I’m Thinking About Horses

Warning: This post talks about suicidal thoughts and death.

“I’m thinking about death
What if this plane goes down?
That would be okay, you know, I had a good run
I wonder if a lot of people would come to my funeral
Maybe my fans would do something special
Maybe they’d cry and maybe it’d be in the newspaper
Yeah, I think I’d get in the Detroit News
Probably not the New York Times
People’ll probably like my music more when I die
‘Cause they’ll know no more is coming
You see, people love stories with endings
Right now, I’m just sort of a story that’s dragging on slowly
Page by page, year by year
But people want an ending, they want a crash
They want a ear in the fucking mail
But I don’t have one
All I have is another lousy poem
And the knowledge that I’ll probably die somewhere confused and decrepit in a nursing home
I don’t think this plane’s gonna crash”
-Mike Posner


This section of lyrics is from a song called “I’m Thinking About Horses”. It’s less a song and more a spoken word poem, but anyway. The whole piece has been a catalyst in me thinking more closely about how I live my life. If you haven’t heard the whole thing, you should listen to it. It’s brilliant.

It’s helped me be more conscious about what I’m thinking about in the moment. And I’m starting to realize that I think about death a lot. Not in an overt way, or a way in which is harmful, but more as a curiosity.

As a kid, I was probably unhealthily scared of death. For no reason really, it just was what I did at night, trying to fall asleep. If any therapists want to dissect that for me, I’m all ears.

Anyway, in my early 20s, when everything spiraled in my life, I stopped giving a fuck. There was only one night where I ever really thought about suicide, my 21st birthday, but otherwise, it was just a dull, numb feeling. A feeling of not caring if it all ended.

And since then, my relationship with death has changed drastically. I’ve gotten better mentally, but I do still think about death a lot. No longer in an anticipatory way, or in a way that I am apathetic to. Now, I think about death as intriguing.

An example: Yesterday I was driving on the expressway and passed a car on the side of the road. It was wrecked and the engine had clearly caught fire and flamed the car out. The contents of the trunk were on the side of the road, so I assumed the people in the car had successfully gotten out okay.
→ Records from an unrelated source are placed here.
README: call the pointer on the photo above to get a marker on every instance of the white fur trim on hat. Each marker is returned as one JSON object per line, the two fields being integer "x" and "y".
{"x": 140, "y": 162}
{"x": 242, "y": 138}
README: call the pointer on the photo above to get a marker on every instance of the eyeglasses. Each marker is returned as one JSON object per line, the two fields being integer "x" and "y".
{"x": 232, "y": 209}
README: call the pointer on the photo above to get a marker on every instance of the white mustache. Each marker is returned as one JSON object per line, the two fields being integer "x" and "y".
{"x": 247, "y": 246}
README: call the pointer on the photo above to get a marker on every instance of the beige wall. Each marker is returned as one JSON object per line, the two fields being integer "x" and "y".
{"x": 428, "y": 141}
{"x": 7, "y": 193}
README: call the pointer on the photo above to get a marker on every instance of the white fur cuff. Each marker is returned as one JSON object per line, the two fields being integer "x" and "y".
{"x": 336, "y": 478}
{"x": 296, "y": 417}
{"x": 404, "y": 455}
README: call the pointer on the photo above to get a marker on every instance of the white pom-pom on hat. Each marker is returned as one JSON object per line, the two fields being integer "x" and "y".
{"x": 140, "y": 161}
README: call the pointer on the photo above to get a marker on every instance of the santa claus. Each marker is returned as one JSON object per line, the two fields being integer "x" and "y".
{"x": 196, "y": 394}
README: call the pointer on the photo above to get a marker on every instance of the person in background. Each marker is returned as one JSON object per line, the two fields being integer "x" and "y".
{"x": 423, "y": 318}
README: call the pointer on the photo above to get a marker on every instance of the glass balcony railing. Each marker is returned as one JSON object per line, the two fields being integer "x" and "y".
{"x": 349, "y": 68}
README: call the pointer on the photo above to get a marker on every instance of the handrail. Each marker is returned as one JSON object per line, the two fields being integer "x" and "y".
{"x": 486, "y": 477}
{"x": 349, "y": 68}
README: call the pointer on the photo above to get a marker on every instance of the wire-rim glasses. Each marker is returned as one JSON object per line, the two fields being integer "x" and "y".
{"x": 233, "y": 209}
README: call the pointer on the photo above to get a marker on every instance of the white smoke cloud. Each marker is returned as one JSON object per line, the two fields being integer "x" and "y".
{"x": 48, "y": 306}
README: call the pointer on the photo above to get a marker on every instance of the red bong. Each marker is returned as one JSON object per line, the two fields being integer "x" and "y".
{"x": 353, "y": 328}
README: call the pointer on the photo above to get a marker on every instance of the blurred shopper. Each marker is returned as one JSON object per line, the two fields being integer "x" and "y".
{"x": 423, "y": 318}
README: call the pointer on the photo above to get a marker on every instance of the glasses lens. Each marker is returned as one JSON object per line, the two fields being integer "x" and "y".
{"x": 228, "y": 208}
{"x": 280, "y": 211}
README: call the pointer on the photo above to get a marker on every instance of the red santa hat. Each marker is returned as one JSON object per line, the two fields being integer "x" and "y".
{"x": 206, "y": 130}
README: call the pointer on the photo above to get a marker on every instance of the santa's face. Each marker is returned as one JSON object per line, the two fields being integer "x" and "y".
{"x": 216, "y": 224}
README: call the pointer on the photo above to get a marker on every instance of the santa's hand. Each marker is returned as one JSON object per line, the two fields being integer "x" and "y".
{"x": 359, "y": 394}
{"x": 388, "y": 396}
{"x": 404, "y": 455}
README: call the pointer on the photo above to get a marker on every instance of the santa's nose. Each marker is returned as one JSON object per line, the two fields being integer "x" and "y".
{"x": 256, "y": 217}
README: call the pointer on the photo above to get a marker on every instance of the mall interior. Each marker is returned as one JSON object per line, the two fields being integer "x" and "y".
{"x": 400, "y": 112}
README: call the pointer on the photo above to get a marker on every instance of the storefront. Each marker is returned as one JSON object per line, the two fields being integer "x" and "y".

But my mind jumped to the alternative. What if I had been in that car? What if the seatbelt had gotten smashed and I couldn’t get out? Then my mind went to self-immolation. Self-immolation is the act of setting oneself on fire. It’s been used throughout history as an act of protest.

It’s astonishing to me that someone could be on fire, dying, and be completely calm and generally immobile. That level of acceptance is intriguing to me. It’s also something that I would imagine would occur when one would be in the fictional car scenario from before. My mind is a curiosity all its own.

There are many other small moments through the course of the day that will open my mind up to death. Again, always from a sense of wonder more than anything else. And I wonder if I’m the only one.

Do we all have these thoughts, and we only don’t talk about them because it’s not a cultural norm? Or is my mind wired differently, always searching for more understanding or opportunities to learn about anything, including the end?

Either way, I’m comfortable with my thoughts. They aren’t dangerous or even negative. I’m a constant learner, even about the worst aspects of the world around us.